The Betrayal of Anne Frank: A Cold Case Investigation has been pulled by Dutch publisher Ambo Anthos after its findings were discredited by a group of prominent historians and researchers. The book, which was published in January 2022, made headlines across the world and has been the subject of harsh criticism.
Anne Frank was a German-Dutch Jewish girl who went into hiding with her family during the Second World War. They hid in a secret annex above a warehouse in Amsterdam, during which she wrote a personal diary. The family was discovered by German police in August 1944 and sent to concentration camps. Frank and her sister, Margot, were imprisoned at Auschwitz before being transferred to Bergen-Belsen. They both passed away in 1945, likely of Typhus.
Frank’s diary was later published by her father, Otto Frank, the sole family survivor of the Holocaust, and has since become essential reading in many high schools and higher-learning institutions.

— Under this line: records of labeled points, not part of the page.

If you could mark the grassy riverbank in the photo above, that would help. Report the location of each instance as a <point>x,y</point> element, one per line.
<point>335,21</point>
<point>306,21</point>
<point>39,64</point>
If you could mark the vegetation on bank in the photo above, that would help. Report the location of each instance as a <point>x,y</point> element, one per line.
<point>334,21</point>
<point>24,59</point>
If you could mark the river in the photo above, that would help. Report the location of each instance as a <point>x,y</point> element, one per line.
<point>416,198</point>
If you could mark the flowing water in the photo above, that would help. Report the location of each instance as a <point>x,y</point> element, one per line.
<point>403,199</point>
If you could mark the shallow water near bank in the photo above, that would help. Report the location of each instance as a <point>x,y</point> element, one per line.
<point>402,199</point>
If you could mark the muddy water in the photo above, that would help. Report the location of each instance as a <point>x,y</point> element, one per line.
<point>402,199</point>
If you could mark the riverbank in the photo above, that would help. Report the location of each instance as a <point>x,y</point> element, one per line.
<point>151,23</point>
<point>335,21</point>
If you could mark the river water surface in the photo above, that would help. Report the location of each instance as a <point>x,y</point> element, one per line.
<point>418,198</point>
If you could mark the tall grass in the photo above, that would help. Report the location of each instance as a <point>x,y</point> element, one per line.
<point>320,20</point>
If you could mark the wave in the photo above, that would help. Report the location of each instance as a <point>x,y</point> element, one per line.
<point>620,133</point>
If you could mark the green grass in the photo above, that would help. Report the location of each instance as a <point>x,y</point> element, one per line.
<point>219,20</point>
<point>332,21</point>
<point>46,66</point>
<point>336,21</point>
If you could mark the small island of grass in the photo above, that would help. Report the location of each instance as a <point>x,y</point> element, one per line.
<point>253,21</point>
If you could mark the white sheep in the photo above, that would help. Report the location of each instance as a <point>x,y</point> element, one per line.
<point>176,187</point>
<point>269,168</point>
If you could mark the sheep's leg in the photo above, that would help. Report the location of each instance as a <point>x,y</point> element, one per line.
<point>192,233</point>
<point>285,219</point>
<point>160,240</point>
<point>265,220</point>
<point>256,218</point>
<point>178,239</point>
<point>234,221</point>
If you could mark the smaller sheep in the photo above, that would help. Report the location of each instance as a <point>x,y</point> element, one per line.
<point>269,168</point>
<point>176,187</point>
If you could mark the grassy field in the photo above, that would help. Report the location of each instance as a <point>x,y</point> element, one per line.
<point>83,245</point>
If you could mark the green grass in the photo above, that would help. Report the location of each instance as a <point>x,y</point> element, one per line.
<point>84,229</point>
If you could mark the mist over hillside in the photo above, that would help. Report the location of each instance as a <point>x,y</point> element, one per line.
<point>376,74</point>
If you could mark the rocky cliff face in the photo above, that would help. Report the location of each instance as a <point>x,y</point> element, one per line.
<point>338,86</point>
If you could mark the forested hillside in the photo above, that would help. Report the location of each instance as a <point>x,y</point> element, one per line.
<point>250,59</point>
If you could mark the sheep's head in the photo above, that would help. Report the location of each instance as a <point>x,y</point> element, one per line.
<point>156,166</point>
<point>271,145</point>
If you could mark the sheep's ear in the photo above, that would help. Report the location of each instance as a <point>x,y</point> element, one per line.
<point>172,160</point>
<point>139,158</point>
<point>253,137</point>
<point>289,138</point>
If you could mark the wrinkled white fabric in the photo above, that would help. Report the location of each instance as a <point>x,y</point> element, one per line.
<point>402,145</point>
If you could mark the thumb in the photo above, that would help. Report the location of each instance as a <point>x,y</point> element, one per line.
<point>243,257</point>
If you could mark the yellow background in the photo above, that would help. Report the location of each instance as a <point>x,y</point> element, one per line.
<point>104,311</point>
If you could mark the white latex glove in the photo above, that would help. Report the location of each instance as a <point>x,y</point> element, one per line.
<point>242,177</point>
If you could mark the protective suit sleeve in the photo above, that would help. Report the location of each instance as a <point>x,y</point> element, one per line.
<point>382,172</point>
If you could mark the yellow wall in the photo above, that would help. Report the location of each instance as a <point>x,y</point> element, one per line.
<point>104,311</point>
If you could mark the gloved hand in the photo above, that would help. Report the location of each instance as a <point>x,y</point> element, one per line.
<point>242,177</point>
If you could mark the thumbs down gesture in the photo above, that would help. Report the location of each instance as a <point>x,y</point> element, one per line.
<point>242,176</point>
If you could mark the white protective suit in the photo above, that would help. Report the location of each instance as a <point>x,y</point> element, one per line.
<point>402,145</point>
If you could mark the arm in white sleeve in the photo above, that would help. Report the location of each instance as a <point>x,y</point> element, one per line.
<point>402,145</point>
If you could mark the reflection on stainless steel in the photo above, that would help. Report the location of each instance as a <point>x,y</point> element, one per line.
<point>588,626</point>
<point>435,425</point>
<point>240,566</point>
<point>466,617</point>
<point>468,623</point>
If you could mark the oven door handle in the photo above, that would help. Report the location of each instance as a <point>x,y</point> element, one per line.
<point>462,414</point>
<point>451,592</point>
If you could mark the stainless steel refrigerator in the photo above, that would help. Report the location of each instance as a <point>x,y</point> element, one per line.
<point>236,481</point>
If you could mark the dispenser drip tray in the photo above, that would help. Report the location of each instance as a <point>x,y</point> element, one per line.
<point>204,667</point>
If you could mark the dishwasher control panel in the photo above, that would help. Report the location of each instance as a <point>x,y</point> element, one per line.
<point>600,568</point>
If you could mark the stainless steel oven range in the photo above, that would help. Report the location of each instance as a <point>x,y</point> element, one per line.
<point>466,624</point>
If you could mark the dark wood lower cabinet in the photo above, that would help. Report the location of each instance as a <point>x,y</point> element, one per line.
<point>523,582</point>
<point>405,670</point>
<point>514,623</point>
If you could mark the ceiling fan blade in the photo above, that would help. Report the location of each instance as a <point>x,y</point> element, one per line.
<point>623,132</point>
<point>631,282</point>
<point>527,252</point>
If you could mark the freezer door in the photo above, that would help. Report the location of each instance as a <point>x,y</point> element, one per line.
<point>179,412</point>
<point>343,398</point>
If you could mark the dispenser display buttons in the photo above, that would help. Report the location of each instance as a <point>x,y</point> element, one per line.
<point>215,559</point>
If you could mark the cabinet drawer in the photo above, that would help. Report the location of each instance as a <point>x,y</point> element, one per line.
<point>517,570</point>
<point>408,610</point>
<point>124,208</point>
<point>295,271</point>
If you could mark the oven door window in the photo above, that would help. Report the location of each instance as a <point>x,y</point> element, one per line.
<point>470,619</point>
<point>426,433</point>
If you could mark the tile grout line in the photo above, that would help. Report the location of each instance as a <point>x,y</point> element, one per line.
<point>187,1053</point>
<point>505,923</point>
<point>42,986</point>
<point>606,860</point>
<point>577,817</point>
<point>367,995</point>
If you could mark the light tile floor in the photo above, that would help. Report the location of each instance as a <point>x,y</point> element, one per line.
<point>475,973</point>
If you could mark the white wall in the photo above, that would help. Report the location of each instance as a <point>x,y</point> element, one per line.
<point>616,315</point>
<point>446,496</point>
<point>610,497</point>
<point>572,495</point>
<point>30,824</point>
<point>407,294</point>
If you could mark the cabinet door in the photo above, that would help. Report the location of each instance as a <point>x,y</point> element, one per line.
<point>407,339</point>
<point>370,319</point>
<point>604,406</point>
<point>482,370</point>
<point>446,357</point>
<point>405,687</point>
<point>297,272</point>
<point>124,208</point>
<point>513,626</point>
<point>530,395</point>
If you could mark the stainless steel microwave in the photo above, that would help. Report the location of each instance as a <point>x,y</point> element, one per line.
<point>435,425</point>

The investigative team behind The Betrayal of Anne Frank: A Cold Case Investigation, which included a retired FBI agent, claimed the family’s location was given to the Germans by a Jewish Dutch notary named Arnold van den Bergh. During the war, he was a member of the Amsterdam Jewish Council, an administrative body local Jewish people were forced to establish under the Germans, and had likely given the Franks’ location away in order to save his own family.
According to the team, they came to this conclusion following six years of research and an anonymous letter that was given to Otto Frank, which claimed Van den Bergh was culpable. The book immediately received backlash upon its release, with the European Jewish Congress at one point urging publisher HarperCollins to pull the English-language edition, saying it not only hurt Frank’s legacy, but also tarnished the dignity of Holocaust survivors.
At the center of contention was the claim that the Jewish Council had a list of Jewish people and the places they were hiding.
A new 69-page report from a team of historians and experts has since revealed that The Betrayal of Anne Frank: A Cold Case Investigation‘s research doesn’t stand. Its authors called the book “amateurish,” and said, “There is not any serious evidence for this grave accusation.”
The report added that the book “displays a distinct pattern in which assumptions are made by the CCT (Cold Case Team), held to be true a moment later, and then used as a building block for the next step in the train of logic,” which “make the entire book a shaky house of cards.”
In response, Ambo Anthos, the Dutch publishing house, has pulled the book and requested that stores return their stock. Writing in a statement, it also issued an apology to all those the work offended:
“Tonight at the academic-cultural podium SPUI25 in Amsterdam, a number of prominent experts presented a very critical report on the investigation that is described in the book The Betrayal of Anne Frank: A Cold Case Investigation. Based on the conclusions of this report, we have decided that effective immediately, the book will no longer be available. We will call upon bookstores to return their stock.
“We would once again like to offer our sincere apologies to everyone who has been offended by the contents of this book.”
The cold case team’s leader, Pieter van Twisk, has since responded to the report, telling Dutch broadcaster NOS that the historians’ work was “very detailed and extremely solid,” and that it “gives us a number of things to think about, but for the time being I do not see that Van den Bergh can be definitively removed as the main suspect.”
The team behind the book had previously stood behind their research, but said they never claimed to have uncovered the complete truth behind what happened to the Frank family.
At present, HarperCollins has not pulled the English-language edition of The Betrayal of Anne Frank: A Cold Case Investigation. All attempts by media outlets to receive a statement from the publishing house have gone unanswered.